Très attachée à Julian, Louise ne s’est jamais vraiment consolée de sa mort et rêve d’éclaircir le mystère de ce meurtre, resté jusque-là impuni.
Son amant, le commissaire Clémenti, lui offre sa première piste en la personne de Casadés, un flic à la retraite, qui avait été, un temps, en charge de l’enquête, avant d’être brusquement muté à Strasbourg. » RayonPolar au sujet de « Travestis ».

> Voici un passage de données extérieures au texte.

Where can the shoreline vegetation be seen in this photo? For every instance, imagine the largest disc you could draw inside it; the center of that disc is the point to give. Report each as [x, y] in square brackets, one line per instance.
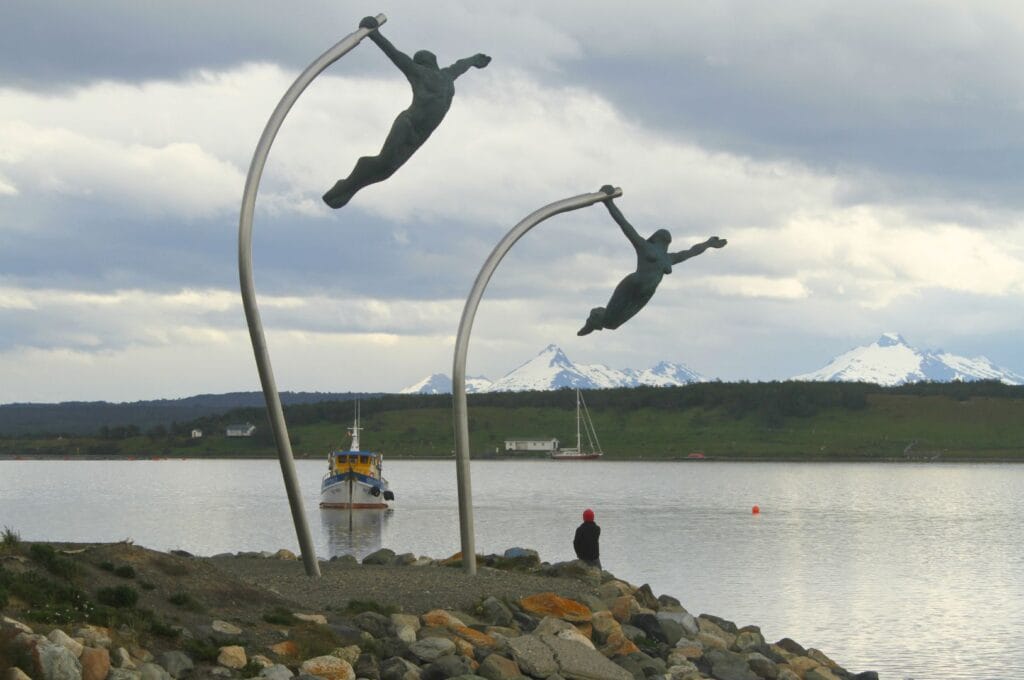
[120, 611]
[790, 421]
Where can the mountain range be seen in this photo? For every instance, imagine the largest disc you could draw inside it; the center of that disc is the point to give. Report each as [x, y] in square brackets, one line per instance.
[551, 369]
[888, 360]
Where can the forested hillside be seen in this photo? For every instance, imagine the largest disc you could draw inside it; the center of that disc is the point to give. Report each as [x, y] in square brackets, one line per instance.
[731, 421]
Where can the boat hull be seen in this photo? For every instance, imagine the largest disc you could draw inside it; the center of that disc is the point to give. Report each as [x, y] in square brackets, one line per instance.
[355, 492]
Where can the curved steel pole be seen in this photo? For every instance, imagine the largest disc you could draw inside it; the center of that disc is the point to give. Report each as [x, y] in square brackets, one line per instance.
[274, 412]
[461, 345]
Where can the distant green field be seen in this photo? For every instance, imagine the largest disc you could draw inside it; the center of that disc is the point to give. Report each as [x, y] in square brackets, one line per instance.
[885, 425]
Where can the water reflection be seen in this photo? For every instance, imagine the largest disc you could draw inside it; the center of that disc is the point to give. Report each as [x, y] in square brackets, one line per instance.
[355, 533]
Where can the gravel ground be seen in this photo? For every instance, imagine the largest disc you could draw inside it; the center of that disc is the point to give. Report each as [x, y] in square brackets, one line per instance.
[411, 589]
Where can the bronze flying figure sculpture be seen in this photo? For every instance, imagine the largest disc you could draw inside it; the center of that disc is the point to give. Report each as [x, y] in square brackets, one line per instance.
[653, 261]
[433, 89]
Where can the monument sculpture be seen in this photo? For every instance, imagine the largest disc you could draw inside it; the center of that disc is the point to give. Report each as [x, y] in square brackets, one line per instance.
[433, 89]
[653, 261]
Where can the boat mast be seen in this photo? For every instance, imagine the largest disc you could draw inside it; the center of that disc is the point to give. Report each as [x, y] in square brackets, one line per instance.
[579, 450]
[354, 429]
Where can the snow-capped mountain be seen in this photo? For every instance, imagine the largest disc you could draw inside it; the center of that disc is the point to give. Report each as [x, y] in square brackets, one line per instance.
[439, 383]
[889, 360]
[553, 370]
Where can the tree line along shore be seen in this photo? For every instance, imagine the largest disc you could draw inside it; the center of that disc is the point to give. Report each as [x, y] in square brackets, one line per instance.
[792, 421]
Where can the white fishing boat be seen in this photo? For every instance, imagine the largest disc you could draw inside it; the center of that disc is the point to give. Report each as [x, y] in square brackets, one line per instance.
[584, 426]
[353, 478]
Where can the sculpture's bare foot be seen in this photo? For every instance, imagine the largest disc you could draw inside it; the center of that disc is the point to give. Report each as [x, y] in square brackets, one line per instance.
[338, 196]
[594, 322]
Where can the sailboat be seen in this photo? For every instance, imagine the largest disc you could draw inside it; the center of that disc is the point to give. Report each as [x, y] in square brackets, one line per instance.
[585, 424]
[353, 478]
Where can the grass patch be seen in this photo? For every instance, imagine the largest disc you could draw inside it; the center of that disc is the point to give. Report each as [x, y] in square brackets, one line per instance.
[169, 566]
[280, 615]
[358, 606]
[54, 563]
[47, 601]
[9, 540]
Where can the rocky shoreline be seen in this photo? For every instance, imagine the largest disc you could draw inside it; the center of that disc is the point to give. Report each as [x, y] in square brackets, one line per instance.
[120, 611]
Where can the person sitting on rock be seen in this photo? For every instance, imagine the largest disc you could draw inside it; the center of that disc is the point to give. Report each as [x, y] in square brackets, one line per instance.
[586, 541]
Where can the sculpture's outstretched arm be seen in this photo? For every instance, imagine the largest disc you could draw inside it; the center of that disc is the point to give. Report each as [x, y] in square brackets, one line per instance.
[624, 224]
[693, 251]
[399, 58]
[462, 66]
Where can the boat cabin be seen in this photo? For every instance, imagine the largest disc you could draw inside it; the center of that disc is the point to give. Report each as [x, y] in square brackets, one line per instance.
[359, 462]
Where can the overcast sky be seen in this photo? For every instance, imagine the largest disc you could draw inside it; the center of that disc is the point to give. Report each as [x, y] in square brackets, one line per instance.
[863, 160]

Tout est original dans cette nouvelle version de la même intrigue totalement différente, car maintenant Dominique Sylvain c’est, ce qu’elle a toujours été,

beau comme un réveil de G.Braque, lorsque des fragments de passé et de présent se superposent ; beau comme un C. Pissarro, lorsque la traversée du Pont Neuf, Paris, se fait à dos de moto ; beau comme un E.Munch, lorsque le désespoir de l’amour pousse au meurtre.
sombre comme un P.Soulages ; lumineux comme P.Gauguin ; monochrome comme un K.Malevitch ; polychrome comme un G.Klimt.
crépusculaire comme Miles Dewey Davis; rocailleux comme Louis Armstrong ; rythmé comme Glenn Miller; suave comme Stan Getz ; déstabilisant comme John Coltrane.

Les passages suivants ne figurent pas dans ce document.